AIx was higher in all three patient groups with ADPKD compared to healthy controls (P < 0.05). AIx was similar between the normotensive ADPKD patients with eGFR ≥ 60 mL/min/1.73 m(2) and hypertensive ADPKD patients with eGFR < 60 mL/min/1.73 m(2) (P > 0.05). ICAM, P-selectin, E-selectin and sFas were higher and FasL lower in all ADPKD groups compared to controls (P < 0.05). ICAM, P-selectin and E-selectin were similar between the normotensive ADPKD patients with eGFR ≥ 60 mL/min/1.73 m(2) and hypertensive ADPKD patients with eGFR < 60 mL/min/1.73 m(2) (P > 0.05). According to multiple regression analysis, predictors of AIx in ADPKD included age, height, heart rate and mean arterial pressure (P < 0.05). Vascular inflammatory markers were not predictors of AIx in ADPKD.

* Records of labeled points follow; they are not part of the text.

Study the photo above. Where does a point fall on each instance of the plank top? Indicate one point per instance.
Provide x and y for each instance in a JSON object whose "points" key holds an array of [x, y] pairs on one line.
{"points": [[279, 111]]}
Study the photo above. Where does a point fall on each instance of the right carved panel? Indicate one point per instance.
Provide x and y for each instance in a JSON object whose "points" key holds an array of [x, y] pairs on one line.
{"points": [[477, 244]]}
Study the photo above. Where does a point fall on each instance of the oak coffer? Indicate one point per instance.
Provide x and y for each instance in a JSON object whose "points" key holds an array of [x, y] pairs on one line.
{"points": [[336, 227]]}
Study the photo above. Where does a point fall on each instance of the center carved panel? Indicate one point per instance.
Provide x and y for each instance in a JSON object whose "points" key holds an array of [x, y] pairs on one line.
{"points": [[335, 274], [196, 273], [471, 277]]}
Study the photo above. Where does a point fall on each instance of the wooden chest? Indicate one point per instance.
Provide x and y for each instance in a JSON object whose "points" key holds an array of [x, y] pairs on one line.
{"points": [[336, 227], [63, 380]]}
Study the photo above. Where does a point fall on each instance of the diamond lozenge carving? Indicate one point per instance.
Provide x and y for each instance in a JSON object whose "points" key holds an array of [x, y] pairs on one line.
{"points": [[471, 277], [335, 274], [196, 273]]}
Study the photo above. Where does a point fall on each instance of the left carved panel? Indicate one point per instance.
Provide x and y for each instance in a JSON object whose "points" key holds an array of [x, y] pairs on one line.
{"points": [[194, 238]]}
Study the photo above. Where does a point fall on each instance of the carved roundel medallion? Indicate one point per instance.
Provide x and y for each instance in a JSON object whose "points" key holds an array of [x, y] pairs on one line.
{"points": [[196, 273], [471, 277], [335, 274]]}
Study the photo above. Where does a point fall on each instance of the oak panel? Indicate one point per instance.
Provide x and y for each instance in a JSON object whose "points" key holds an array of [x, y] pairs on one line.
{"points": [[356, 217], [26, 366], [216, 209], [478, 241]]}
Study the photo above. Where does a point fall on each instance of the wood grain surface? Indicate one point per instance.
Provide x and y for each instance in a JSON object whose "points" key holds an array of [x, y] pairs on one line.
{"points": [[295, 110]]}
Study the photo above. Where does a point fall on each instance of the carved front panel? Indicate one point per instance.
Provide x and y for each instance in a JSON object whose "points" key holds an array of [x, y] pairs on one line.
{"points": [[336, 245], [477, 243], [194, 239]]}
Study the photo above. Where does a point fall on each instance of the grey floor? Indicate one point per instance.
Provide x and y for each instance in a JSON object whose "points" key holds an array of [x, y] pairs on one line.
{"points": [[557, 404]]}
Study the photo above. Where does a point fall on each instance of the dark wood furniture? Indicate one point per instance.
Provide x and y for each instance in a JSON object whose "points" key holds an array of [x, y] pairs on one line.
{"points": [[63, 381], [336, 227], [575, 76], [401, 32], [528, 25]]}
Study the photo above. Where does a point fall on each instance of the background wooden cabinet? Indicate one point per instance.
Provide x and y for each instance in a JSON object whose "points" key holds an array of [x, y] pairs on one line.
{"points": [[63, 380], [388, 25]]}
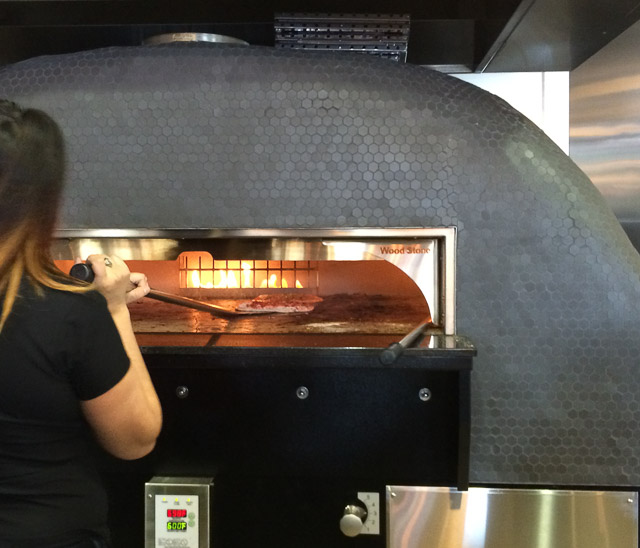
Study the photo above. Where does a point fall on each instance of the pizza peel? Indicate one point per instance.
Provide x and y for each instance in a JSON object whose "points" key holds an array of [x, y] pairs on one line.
{"points": [[84, 272]]}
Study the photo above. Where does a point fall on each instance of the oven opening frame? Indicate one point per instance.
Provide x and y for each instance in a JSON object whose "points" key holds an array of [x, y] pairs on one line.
{"points": [[426, 255]]}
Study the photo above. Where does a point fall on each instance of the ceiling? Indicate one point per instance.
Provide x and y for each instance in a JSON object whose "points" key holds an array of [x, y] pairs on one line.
{"points": [[452, 35]]}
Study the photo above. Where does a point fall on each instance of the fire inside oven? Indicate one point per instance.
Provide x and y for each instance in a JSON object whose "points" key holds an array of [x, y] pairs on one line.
{"points": [[364, 289], [201, 270]]}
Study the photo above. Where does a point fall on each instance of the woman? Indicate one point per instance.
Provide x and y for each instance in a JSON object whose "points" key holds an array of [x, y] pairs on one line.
{"points": [[70, 368]]}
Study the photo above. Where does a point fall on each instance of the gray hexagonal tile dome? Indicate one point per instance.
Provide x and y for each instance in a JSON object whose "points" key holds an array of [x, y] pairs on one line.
{"points": [[201, 136]]}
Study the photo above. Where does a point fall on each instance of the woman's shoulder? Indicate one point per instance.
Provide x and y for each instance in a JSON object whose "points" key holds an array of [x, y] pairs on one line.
{"points": [[61, 299]]}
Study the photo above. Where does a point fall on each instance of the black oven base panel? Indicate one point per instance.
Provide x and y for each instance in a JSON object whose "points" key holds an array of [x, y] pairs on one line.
{"points": [[304, 414], [290, 436]]}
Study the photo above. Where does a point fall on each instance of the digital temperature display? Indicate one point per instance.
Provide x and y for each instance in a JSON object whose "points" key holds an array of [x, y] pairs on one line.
{"points": [[176, 513]]}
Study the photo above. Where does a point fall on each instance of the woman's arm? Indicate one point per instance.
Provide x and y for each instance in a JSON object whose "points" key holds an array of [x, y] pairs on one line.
{"points": [[127, 418]]}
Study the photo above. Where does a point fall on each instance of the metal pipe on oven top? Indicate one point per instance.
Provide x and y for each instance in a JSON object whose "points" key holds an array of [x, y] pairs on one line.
{"points": [[390, 354]]}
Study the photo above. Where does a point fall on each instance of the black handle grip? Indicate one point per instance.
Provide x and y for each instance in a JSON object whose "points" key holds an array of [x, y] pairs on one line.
{"points": [[82, 271]]}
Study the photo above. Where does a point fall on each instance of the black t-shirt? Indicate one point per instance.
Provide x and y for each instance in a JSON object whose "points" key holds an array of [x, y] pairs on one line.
{"points": [[55, 350]]}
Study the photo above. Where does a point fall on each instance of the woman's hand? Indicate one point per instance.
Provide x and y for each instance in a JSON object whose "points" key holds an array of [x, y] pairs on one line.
{"points": [[117, 284]]}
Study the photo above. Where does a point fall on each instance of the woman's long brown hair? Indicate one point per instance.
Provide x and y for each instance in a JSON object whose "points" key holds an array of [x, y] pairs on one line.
{"points": [[32, 168]]}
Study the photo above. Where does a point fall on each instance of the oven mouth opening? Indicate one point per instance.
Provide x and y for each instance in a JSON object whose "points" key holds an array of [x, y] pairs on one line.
{"points": [[245, 277]]}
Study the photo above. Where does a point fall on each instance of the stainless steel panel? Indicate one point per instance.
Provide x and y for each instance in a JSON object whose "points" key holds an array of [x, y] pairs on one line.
{"points": [[605, 125], [431, 517]]}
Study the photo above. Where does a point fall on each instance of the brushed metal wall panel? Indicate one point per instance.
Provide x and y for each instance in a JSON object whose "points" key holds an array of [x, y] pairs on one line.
{"points": [[503, 518], [199, 136], [605, 125]]}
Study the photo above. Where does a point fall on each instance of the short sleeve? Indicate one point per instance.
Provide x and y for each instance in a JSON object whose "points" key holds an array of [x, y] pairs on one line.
{"points": [[97, 358]]}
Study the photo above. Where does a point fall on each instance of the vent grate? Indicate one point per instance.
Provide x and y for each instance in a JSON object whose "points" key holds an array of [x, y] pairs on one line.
{"points": [[382, 35]]}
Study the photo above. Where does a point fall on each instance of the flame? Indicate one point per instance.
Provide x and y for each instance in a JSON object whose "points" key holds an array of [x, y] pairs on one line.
{"points": [[227, 279], [223, 279], [196, 282]]}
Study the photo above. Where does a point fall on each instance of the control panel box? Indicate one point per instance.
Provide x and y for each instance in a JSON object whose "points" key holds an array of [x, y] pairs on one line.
{"points": [[177, 512]]}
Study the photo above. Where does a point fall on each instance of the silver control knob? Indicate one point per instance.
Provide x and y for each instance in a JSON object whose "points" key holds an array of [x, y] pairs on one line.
{"points": [[353, 519]]}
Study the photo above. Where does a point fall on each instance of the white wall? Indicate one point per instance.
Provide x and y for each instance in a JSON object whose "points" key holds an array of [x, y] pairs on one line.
{"points": [[543, 97]]}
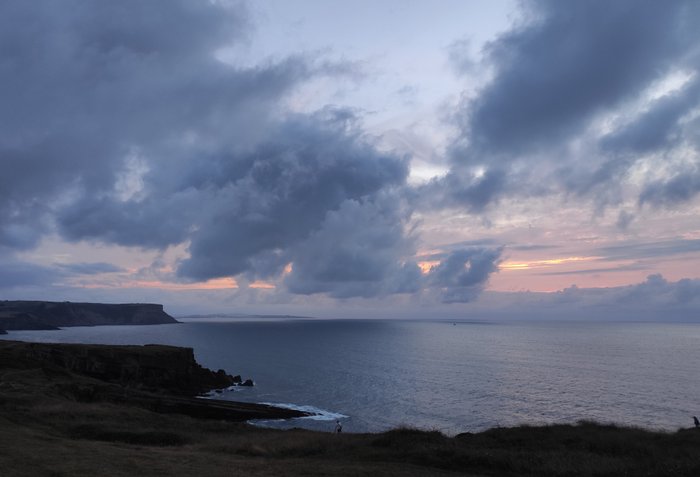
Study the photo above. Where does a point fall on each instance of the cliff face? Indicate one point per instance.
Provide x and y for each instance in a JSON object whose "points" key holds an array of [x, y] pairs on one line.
{"points": [[152, 367], [46, 315]]}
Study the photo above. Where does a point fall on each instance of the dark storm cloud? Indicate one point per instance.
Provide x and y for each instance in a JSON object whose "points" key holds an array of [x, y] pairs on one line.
{"points": [[463, 274], [89, 268], [17, 273], [566, 63], [356, 252], [556, 73], [283, 193], [659, 126], [122, 126]]}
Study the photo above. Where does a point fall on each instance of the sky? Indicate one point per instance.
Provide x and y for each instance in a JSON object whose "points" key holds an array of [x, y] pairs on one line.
{"points": [[365, 158]]}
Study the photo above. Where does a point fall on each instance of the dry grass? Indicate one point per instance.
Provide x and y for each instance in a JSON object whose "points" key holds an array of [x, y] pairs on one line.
{"points": [[46, 430]]}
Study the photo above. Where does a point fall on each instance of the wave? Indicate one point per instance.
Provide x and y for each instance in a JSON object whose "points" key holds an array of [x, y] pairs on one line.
{"points": [[317, 414]]}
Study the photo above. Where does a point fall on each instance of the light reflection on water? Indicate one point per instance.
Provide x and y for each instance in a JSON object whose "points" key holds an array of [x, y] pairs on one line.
{"points": [[436, 375]]}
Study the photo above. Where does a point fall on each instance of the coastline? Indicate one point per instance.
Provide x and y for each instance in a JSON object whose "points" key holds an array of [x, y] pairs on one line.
{"points": [[86, 426]]}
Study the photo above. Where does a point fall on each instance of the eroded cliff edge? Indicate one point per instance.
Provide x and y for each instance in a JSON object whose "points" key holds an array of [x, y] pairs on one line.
{"points": [[164, 379], [47, 315]]}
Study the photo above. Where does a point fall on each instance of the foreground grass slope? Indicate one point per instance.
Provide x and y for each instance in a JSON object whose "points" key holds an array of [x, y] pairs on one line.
{"points": [[47, 428]]}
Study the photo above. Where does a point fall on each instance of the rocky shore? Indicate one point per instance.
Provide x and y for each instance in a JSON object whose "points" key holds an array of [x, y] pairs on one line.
{"points": [[69, 410]]}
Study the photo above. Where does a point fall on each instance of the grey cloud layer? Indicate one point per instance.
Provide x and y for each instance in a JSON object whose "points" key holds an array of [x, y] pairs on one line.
{"points": [[557, 74], [123, 127]]}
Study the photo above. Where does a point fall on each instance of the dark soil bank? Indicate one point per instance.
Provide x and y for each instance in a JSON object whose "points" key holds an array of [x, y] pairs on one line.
{"points": [[69, 410]]}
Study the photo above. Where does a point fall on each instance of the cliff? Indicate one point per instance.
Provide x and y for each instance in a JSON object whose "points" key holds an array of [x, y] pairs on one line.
{"points": [[159, 368], [47, 315], [163, 379]]}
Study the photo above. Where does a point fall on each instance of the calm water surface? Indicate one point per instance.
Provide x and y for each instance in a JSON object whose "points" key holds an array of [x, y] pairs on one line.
{"points": [[439, 375]]}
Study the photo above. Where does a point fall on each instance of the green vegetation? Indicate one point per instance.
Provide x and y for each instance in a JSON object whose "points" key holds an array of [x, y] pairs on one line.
{"points": [[49, 427]]}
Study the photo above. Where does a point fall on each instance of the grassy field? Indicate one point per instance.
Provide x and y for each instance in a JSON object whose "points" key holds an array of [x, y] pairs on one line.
{"points": [[48, 429]]}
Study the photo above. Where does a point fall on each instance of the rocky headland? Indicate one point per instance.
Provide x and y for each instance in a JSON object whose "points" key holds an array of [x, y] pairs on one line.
{"points": [[48, 315], [69, 410]]}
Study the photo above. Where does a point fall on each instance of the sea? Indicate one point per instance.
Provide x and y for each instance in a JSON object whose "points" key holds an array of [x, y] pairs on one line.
{"points": [[375, 375]]}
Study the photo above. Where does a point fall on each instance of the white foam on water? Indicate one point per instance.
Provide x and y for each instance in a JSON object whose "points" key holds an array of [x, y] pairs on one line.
{"points": [[316, 414]]}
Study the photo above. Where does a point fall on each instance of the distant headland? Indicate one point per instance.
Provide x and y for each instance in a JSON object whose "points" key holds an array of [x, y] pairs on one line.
{"points": [[49, 315]]}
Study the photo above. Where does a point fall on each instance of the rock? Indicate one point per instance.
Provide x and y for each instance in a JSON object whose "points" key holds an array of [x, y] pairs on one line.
{"points": [[47, 315], [154, 367]]}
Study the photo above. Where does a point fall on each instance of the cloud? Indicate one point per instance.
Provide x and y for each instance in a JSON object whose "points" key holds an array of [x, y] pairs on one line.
{"points": [[90, 268], [357, 251], [635, 250], [568, 62], [573, 109], [16, 273], [283, 193], [124, 126], [463, 274], [655, 299]]}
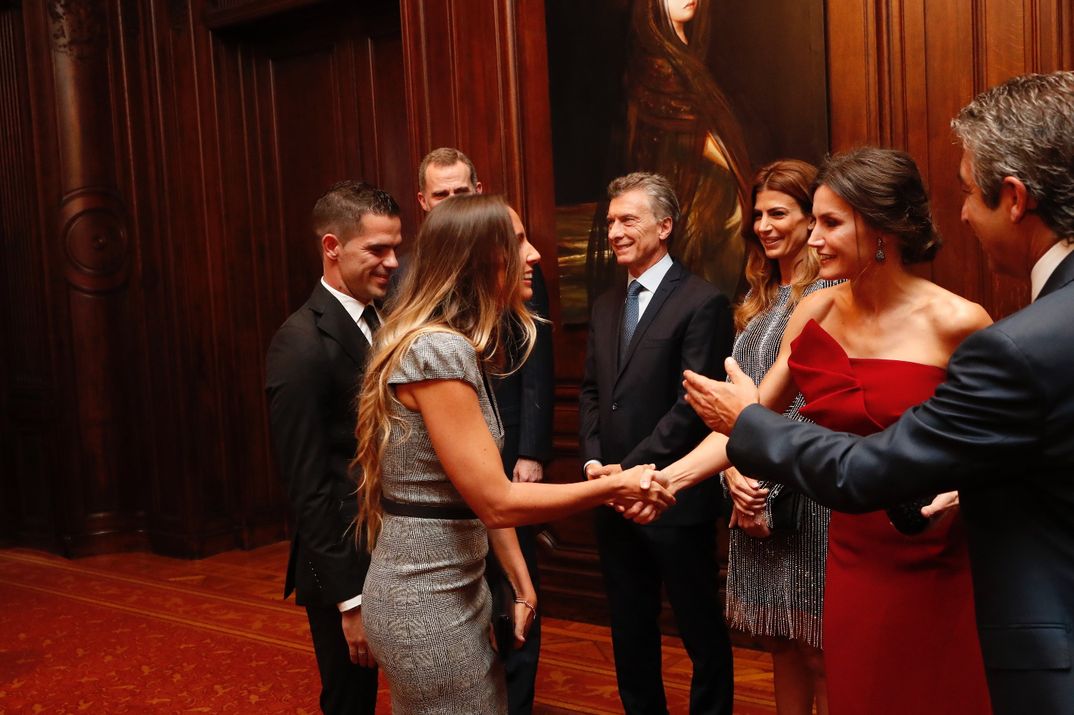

Systemic vascular dysfunction, manifesting as an increase in AIx and vascular inflammation is evident in young normotensive ADPKD patients with preserved renal function. Vascular inflammation is not associated with elevated AIx in ADPKD.
心血管疾病是常染色体显性多囊肾病(ADPKD)患者过早死亡的主要原因。我们研究了外周动脉增强指数(AIx)作为全身血管功能的指标,并检测了 ADPKD 患者的血管炎症循环标志物。
52 例患有高血压且肾小球滤过率(eGFR)<60 mL/min/1.73 m2 的 ADPKD 患者,50 例患有高血压且 eGFR≥60 mL/min/1.73 m2 的 ADPKD 患者,42 例血压正常且 eGFR≥60 mL/min/1.73 m2 的 ADPKD 患者和 51 例血压正常的健康对照者被纳入本研究。通过手指容积描记法从外周动脉张力记录中测量 AIx。血清可溶性细胞间黏附分子(ICAM)-1、血管细胞黏附分子-1、P 选择素、E 选择素、可溶性 Fas(sFas)和 Fas 配体(FasL)水平作为血管炎症的标志物进行测量。
与健康对照组相比,所有三组 ADPKD 患者的 AIx 均较高(P<0.05)。血压正常且 eGFR≥60 mL/min/1.73 m2 的 ADPKD 患者与高血压且 eGFR<60 mL/min/1.73 m2 的 ADPKD 患者的 AIx 相似(P>0.05)。与对照组相比,所有 ADPKD 患者组的 ICAM、P 选择素、E 选择素和 sFas 水平更高,而 FasL 水平更低(P<0.05)。血压正常且 eGFR≥60 mL/min/1.73 m2 的 ADPKD 患者与高血压且 eGFR<60 mL/min/1.73 m2 的 ADPKD 患者的 ICAM、P 选择素和 E 选择素相似(P>0.05)。根据多元回归分析,ADPKD 中 AIx 的预测因子包括年龄、身高、心率和平均动脉压(P<0.05)。血管炎症标志物不是 ADPKD 中 AIx 的预测因子。
在年轻的、血压正常的、肾功能正常的 ADPKD 患者中,全身血管功能障碍表现为 AIx 升高和血管炎症。血管炎症与 ADPKD 中 AIx 的升高无关。